Since I was in the neighborhood, I decided to walk by the former site of the Mudd Club, which now has a plaque to commemorate its place in music history. How many weekends did I walk from my apartment on East Fourth Street to that building down on White Street? Too many to remember. (At a certain point, however, even the Mudd Club wasn’t cool enough for me, so I used to bide my time at my apartment until the after-hours club Berlin—at 622 Broadway—would open.)
Walking north from White Street, I passed another landmark from my life, the former site of the Rock Lounge at 285 West Broadway, the first “new wave” club I ever went to. I was tempted to take a picture of that, as well as of the former site of Sohozat, the book and zine store that used to be on West Broadway across from the empty lot that is now the Soho Grand Hotel, but once you start going down that path, where does it stop?
I passed some newly constructed luxury buildings on West Broadway and spoke briefly to a man who was trying to attract customers to his clothing store. I told him that I live a few blocks away, but that I hardly walk down West Broadway anymore because it’s nothing but Eurotrash. He laughed. (Who among these arrivistes would remember that the Eileen Fisher store was once a Chinese restaurant called Oh Ho So? Who can even imagine a Chinese restaurant in Soho now?)
Continuing on to the West Village, I walked down Bleecker Street between 6th and 7th Avenues. I can remember when there used to be a used clothing store near the corner of Bleecker and Leroy Streets (where I used to buy many of my clothes in the early ’80s) and Bleecker Street Records was across the street. It was like a miniature universe peopled by nothing but musicians and music fans! Where are those people now? Do people still wear metal buttons with the names of their favorite bands on their vintage overcoats?

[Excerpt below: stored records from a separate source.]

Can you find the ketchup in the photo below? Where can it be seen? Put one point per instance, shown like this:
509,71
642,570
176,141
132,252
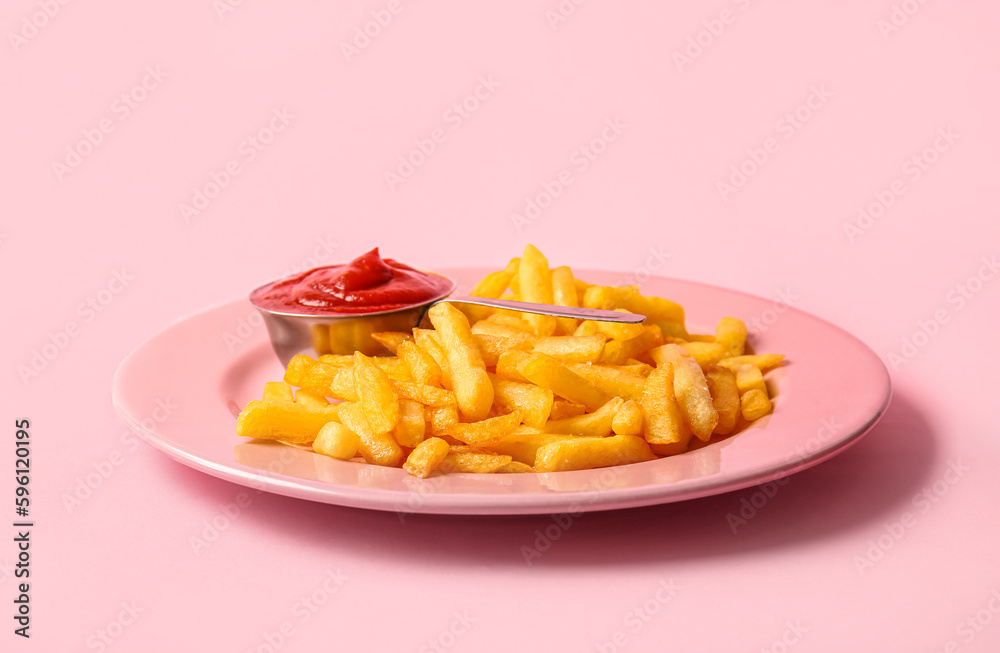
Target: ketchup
368,284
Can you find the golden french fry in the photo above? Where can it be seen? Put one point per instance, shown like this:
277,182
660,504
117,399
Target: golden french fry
377,397
491,328
410,428
285,421
485,431
534,403
376,448
510,365
628,420
522,444
423,368
754,404
277,391
426,457
572,349
310,398
342,386
564,294
549,373
725,397
596,424
492,346
305,372
427,340
619,330
706,353
441,418
337,441
588,453
391,339
761,361
749,377
515,467
472,387
617,352
612,380
691,389
561,409
427,395
732,333
474,462
664,425
535,285
493,285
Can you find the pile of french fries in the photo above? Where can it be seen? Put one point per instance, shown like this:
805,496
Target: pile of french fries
489,390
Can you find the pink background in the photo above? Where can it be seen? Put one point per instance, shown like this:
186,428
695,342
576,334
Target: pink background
871,94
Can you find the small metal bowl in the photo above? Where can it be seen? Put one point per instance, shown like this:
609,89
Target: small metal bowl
339,333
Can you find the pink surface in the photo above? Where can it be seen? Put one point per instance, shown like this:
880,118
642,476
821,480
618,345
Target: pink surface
825,399
838,158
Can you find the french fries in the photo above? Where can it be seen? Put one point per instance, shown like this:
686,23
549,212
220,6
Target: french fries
498,391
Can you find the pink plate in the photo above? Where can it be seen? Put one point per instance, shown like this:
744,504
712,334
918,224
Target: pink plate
831,391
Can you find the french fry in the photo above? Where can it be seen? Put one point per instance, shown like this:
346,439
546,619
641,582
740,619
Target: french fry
619,330
491,328
275,391
706,353
423,368
515,321
376,448
725,397
535,285
763,362
732,333
754,404
612,380
749,377
285,421
472,387
377,397
549,373
427,395
426,457
572,349
514,467
691,389
534,403
617,352
441,419
410,428
628,419
427,340
310,398
510,365
589,453
561,409
664,425
522,444
337,441
342,386
492,346
474,462
564,294
492,286
305,372
596,424
485,431
391,339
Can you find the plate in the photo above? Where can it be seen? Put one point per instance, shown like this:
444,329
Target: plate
182,389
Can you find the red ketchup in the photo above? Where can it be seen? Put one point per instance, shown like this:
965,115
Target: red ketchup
368,284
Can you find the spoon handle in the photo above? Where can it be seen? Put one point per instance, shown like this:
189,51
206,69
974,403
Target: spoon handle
549,309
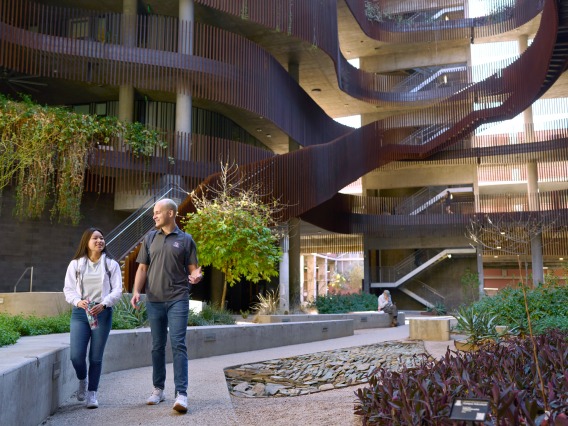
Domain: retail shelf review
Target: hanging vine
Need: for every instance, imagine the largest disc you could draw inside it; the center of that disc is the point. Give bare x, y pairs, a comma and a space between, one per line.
44, 153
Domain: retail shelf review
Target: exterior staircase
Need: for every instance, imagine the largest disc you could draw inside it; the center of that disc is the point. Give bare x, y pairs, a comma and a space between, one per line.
404, 272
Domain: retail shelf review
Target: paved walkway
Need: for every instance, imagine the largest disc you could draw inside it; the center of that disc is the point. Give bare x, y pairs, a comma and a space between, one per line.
122, 395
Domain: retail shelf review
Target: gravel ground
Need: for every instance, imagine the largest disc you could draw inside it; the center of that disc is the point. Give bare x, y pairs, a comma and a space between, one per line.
329, 408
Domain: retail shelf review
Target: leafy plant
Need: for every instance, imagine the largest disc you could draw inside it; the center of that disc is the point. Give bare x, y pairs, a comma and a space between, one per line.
124, 316
44, 152
438, 309
544, 302
267, 305
210, 315
477, 325
14, 326
339, 304
504, 374
232, 228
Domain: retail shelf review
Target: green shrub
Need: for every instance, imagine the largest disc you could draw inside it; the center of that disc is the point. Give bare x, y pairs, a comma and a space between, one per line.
267, 305
215, 315
343, 303
14, 326
196, 320
7, 335
504, 374
508, 306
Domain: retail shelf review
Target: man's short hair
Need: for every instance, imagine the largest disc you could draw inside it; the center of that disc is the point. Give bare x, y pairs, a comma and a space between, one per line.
169, 204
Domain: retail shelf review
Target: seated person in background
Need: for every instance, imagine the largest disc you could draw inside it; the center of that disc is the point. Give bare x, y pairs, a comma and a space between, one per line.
386, 305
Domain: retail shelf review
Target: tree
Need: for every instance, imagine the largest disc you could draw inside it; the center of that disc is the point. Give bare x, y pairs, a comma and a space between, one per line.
514, 234
235, 231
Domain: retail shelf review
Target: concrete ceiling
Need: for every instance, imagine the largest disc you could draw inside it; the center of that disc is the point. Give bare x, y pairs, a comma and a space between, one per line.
317, 72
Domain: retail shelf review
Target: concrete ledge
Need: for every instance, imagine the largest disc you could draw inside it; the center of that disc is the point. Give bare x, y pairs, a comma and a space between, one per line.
361, 320
432, 328
36, 371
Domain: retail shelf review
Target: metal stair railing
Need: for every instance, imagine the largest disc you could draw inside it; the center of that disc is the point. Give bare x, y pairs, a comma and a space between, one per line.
126, 236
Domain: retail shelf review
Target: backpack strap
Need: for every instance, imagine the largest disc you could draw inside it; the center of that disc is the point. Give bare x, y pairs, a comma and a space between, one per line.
148, 241
107, 269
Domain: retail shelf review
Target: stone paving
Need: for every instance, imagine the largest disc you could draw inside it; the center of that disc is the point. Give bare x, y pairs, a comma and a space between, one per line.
320, 371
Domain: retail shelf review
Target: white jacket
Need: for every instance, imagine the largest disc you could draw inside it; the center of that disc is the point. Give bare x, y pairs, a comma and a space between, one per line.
112, 289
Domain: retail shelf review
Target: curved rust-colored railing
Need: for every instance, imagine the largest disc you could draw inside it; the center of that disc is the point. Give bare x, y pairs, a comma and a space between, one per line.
228, 69
316, 23
334, 165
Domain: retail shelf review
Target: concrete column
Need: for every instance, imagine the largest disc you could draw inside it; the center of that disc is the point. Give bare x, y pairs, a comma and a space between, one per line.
126, 103
536, 239
537, 261
475, 180
366, 265
183, 97
321, 276
480, 273
523, 44
532, 186
128, 30
294, 223
310, 277
283, 277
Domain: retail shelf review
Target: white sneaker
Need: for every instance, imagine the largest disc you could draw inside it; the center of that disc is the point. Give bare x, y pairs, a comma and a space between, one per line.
82, 391
156, 397
92, 399
181, 404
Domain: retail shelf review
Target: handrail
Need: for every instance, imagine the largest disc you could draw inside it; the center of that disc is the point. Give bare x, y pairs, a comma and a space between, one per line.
127, 235
29, 268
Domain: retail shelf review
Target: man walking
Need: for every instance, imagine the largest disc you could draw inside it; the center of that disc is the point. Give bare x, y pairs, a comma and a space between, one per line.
167, 265
386, 305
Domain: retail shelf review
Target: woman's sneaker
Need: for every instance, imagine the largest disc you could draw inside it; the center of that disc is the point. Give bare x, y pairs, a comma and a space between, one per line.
156, 397
82, 391
92, 399
181, 403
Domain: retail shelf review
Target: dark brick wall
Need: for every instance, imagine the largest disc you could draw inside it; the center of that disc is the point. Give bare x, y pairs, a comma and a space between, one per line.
46, 246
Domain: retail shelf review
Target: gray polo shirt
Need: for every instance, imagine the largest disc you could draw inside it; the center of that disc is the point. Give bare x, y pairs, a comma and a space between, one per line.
170, 255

If they did, they would look ridiculous on the streets of today’s designer-dressed Manhattan.
Last night, I saw a movie called A Bigger Splash, which features a scene of Ralph Fiennes dancing wildly to the Rolling Stones song “Emotional Rescue.” It’s one of the most thrilling film moments I’ve seen in a long time, and not just because of the wild abandon with which Fiennes dances, but because I distinctly remember buying that album the first summer I lived in New York City and hearing that song brought me right back to that first carefree summer of 1980.
When I look at my life now, I’m reminded of that line from the Talking Heads song, “Once in a Lifetime”: How did I get here?
How is it that I had more fun in New York City 30 years ago when I had less money, than I’m having now?
Maybe it’s because 30 years of deficit spending has finally caught up with me at the same time that the jobs I used to have are disappearing.
Or maybe it’s because New York is just a less fun city.